March 3, 2022

Voice Cloning experiment at Leapmind Hackdays (2022Q1)



Hello, this is Patrick. I am an engineering manager at Leapmind.

Recently, in our hackdays in January 2022, I thought up some fun ideas to experiment. This was done over 2-3 days. (About our past hackdays activity, please see this article)

The Idea

Most people are afraid of speaking foreign languages (eg. English). From what I understand, they lack the confidence and are afraid of making grammatical mistakes, or thinking that they have a funny accent.

But what if we can "simulate" what we would have sounded like, if we have perfect English capability? One solution is using voice cloning.

The Method

Recently, an impressive advance in voice cloning domain has been made -- it is called YourTTS. This model enables us to easily embed a new speaker's voice without training and with minimal data required. An example colab code is here.

Figure: TTS model architecture (source from TTS model architecture

The Data

One of the challenges with most machine learning projects is how to find relevant, high quality data. In this case, I asked a few leapmind employees' (including our CEO!) permission to use their voice sample as input data. Fortunately, we have a few video recordings of our internal presentations. These are mostly 05-30 min uninterrupted speeches of each presenter, which I can extract with the following steps below.

Additionally, for the text-to-speech part to work, a short speech (say -- a few sentences) should be prepared. Note that for custom names (company products, human names), the normal wording might fail so we have to "craft" a natural-sounding text with trial and error.

  1. find source reference data from old company presentation videos
  2. download as mp3/wav, then put into Audacity (audio editor)
  3. clean out other noises (other people’s voice, coughing, etc.)
  4. export as wav file
  5. normalize and sample with ffmpeg
  6. prepare “English text” file for AI to read
  7. run the prepared input data through YourTTS model to generate output .wav file.

The Result

I found that at the minimum, a 5-min sample speech can enable the TTS model to somewhat mimic the speaker's voice. However, to product high-quality output, a more varied and high-quality sample speech data is needed (more varied topics, vocabularies, and quiet background noises). Additionally, certain speakers can have a more pronouced speaking personality and tone that is more easily emulated.

Here is one example of the output... the speaker is our CEO!

English text used:

Since its inception in 2012, LeapMind has engaged in 
research and development of software frameworks, algorithms, and hardware, 
with a focus on embedded technologies, to solve business problems 
with leading-edge machine learning technologies.

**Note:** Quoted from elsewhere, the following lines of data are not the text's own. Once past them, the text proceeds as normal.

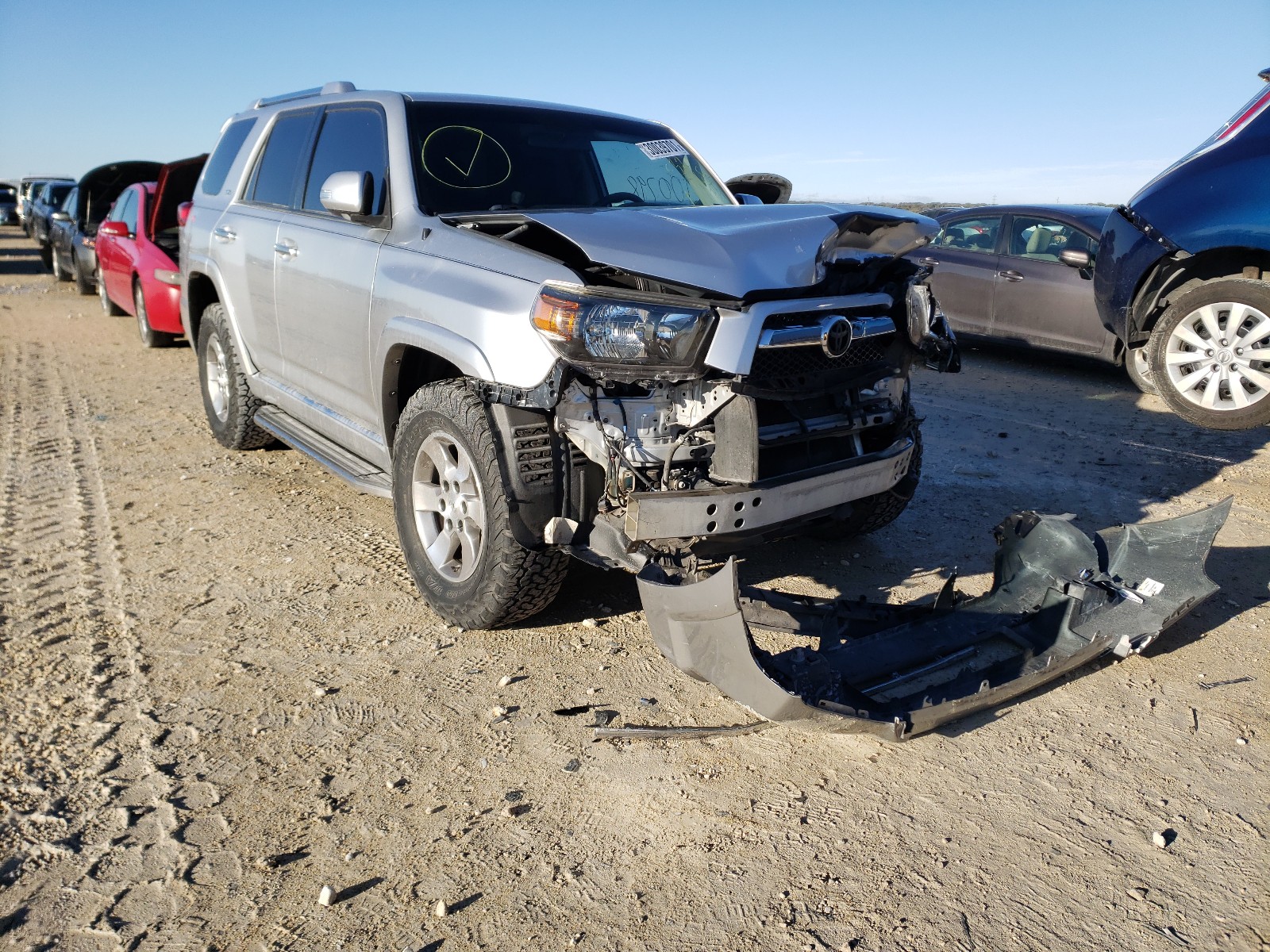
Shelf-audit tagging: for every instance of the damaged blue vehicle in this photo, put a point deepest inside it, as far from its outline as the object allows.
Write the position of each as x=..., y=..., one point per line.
x=549, y=333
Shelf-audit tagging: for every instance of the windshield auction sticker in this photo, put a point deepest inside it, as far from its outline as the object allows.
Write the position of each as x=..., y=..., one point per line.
x=662, y=149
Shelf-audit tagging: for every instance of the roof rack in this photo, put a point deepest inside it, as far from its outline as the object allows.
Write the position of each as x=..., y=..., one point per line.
x=329, y=89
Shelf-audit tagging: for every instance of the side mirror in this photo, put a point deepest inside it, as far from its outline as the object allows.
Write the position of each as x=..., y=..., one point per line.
x=768, y=188
x=347, y=194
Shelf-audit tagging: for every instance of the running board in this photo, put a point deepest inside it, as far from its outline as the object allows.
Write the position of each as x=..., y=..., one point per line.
x=366, y=478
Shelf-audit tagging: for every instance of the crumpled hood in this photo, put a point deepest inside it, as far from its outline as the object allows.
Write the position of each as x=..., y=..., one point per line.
x=734, y=251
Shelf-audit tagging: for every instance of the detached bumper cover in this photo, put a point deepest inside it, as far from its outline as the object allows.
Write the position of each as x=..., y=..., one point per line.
x=899, y=670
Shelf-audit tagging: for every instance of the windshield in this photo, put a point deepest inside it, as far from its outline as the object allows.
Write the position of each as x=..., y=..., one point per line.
x=474, y=156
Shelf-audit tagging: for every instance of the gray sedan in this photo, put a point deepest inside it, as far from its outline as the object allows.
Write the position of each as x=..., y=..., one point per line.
x=1022, y=274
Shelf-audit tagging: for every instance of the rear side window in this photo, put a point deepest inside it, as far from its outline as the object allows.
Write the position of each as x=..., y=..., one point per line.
x=971, y=234
x=279, y=171
x=222, y=158
x=351, y=140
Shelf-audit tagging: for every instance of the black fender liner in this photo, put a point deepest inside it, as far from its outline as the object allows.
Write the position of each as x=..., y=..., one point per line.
x=1058, y=601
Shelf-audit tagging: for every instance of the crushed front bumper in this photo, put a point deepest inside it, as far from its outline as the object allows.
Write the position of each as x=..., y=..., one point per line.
x=1058, y=601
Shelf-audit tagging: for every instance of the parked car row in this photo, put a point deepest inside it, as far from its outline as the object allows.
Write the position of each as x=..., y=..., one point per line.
x=559, y=334
x=1175, y=285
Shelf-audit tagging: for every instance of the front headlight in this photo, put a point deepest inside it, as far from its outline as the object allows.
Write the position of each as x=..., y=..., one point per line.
x=619, y=336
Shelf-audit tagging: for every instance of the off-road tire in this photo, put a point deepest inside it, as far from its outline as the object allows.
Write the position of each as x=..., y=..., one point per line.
x=56, y=266
x=149, y=336
x=108, y=308
x=83, y=285
x=510, y=582
x=1137, y=365
x=237, y=428
x=1245, y=291
x=879, y=511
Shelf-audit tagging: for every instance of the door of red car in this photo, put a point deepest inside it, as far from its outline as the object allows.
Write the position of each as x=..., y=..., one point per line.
x=965, y=258
x=1041, y=300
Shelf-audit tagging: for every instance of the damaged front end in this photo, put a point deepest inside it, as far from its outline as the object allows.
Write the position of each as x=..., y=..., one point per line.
x=1058, y=601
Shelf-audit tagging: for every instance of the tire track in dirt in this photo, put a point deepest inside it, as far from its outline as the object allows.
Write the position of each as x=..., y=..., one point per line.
x=102, y=833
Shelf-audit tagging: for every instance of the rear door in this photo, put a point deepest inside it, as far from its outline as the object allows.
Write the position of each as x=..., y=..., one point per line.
x=1041, y=301
x=324, y=267
x=247, y=232
x=965, y=258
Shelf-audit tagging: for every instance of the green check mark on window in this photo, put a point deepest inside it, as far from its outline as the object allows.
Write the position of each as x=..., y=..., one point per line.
x=468, y=171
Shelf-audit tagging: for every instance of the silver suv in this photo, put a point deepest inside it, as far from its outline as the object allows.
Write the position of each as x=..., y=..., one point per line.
x=548, y=332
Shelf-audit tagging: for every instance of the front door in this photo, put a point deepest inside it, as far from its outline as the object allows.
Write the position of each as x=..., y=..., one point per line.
x=324, y=271
x=965, y=268
x=1041, y=301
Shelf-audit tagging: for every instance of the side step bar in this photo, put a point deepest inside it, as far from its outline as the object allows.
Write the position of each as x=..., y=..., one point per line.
x=364, y=476
x=1058, y=601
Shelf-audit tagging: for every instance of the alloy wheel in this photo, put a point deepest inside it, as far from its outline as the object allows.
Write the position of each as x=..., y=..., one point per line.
x=448, y=507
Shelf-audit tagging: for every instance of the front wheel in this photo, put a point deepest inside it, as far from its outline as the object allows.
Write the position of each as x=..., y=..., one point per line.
x=228, y=400
x=108, y=306
x=84, y=283
x=56, y=264
x=452, y=517
x=1210, y=355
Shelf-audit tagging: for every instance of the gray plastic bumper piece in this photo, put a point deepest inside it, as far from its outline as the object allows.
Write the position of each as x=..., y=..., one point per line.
x=1058, y=601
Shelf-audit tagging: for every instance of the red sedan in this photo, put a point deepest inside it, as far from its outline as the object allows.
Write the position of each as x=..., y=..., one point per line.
x=137, y=251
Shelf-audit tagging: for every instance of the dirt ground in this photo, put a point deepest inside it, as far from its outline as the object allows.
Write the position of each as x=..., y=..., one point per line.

Since this is "a little fun mini-project" that took little time, I didn't expect the result to be good. However, the quality does surprise me since I only prepared minimum amount of data (less than 25 min speech) where usually a much larger set is required for speech projects.

Finally, I want to thank my colleagues who allow me to use their voice data for this experiment and the open-source community for allowing people like me to try out and tinker with the latest technologies.